Oddly enough, a clean CR is precisely what Democrats wanted in December, or at least what they pretended they wanted. This one was mostly clean, with several “anomalies” of increases and reductions that mostly canceled each other out. Defense spending went up by less than a percentage point while non-defense discretionary spending got trimmed by less than two percent, Roll Call notes, but the overall amount of change was a $7 billion reduction in authorizations in a $1.6 trillion bill — less than 1% in reduction of spending authorizations.
So now the bill passes to the Senate with three days to go before the expiration of the current CR. If they want to take off for a long St. Patrick’s Day weekend, as Roll Call suggests, they have two days to deal with the bill. That means it will take unanimous consent to expedite consideration, and of course it will take two cloture votes requiring 60 ayes to allow a final floor vote.

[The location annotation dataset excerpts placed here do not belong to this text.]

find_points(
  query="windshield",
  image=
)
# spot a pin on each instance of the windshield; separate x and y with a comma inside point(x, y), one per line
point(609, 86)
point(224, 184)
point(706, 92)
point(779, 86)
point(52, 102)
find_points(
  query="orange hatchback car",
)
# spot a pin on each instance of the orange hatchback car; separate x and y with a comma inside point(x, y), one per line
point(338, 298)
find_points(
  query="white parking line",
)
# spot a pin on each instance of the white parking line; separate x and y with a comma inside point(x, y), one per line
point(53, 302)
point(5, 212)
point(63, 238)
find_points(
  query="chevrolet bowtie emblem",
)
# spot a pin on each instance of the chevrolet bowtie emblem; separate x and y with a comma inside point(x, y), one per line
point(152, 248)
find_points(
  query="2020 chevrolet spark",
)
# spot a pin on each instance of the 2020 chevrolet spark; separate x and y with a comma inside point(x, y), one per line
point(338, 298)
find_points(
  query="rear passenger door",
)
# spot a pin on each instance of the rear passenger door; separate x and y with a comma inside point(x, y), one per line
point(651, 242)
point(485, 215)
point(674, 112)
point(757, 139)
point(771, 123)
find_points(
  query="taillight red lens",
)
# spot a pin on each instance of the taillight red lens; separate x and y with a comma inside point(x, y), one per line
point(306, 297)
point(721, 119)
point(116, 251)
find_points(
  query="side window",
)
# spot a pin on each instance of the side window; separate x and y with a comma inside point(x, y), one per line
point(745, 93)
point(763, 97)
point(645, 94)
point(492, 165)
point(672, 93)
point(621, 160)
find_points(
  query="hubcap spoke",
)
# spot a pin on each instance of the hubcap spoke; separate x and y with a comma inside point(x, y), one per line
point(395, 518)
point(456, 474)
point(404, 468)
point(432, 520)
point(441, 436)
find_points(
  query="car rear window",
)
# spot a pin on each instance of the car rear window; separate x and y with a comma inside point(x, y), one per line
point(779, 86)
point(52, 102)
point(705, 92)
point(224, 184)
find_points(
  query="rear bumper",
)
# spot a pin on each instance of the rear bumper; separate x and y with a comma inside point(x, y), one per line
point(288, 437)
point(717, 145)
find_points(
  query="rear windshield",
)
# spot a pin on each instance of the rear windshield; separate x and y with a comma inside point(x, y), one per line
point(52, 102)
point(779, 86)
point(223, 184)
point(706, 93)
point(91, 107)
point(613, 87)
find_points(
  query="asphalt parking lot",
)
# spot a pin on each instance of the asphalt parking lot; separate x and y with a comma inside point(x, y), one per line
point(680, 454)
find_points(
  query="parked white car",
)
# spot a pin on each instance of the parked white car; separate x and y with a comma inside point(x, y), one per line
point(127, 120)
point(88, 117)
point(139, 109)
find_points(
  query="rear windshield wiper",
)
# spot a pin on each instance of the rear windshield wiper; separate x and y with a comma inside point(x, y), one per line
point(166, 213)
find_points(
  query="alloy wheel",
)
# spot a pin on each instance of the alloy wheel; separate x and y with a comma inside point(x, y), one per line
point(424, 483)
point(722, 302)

Will Democrats balk and let Trump run a government shutdown — even for a weekend? That’s the trap that House Republicans set for Chuck Schumer with the passage of the CR. And at least one Senate Democrat recognizes it. John Fetterman took to Twitter/X to scold his party for their “undignified antics,” and pledged to allow a final vote on the CR:
The weeks of performative “resistance” from those in my party were limited to undignified antics.
— U.S. Senator John Fetterman (@SenFettermanPA) March 11, 2025
Voting to shut the government down will punish millions or risk a recession.
I disagree with many points in the CR, but I will never vote to shut our government down. pic.twitter.com/yhrnmwHUB5
Fetterman felt strongly enough about Democrats' performative nonsense that he also posted his message on TruthSocial:
Democrats have now backed themselves into a box canyon with their performative outrage. A smarter leadership would have found ways to engage with Trump to direct his attention to their own priorities. Trump is fairly easy to engage — all it takes is a little brown-nosing up front to get Trump open to a negotiation, and the opportunity to cut a deal is always an enticement. Gavin Newsom actually figured that out in Trump’s first term, and again during the wildfires that ran through Los Angeles. It’s not enough to derail Trump’s long-term goals, but it might have been enough to get a CR or even a formal budget that could have given Dems a few wins.
Instead, they stuck with Al Green’s antic and auction paddles, which seems to be what Fetterman references in his messaging on the CR. Now they’re stuck with either swallowing a GOP-only CR or triggering a government shutdown that will sideline even more of the federal workers they claim to champion. Thanks to the deadline and the high-wire act it took to pass the CR in the House, there won’t be any room to negotiate now or amend the bill to suit Schumer and Democrats.
And after the embarrassing tantrums on national TV last Tuesday, a refusal to pass funding means Democrats will own a shutdown lock, stock, and barrel. They are offering nothing but obstruction now, not even a unifying set of principles other than L’Homme Orange Mal. Everyone will know that Democrats chose a shutdown, and everyone will know they chose it out of spite than any real principled position.
Perhaps they should take Fetterman’s advice … and grow up.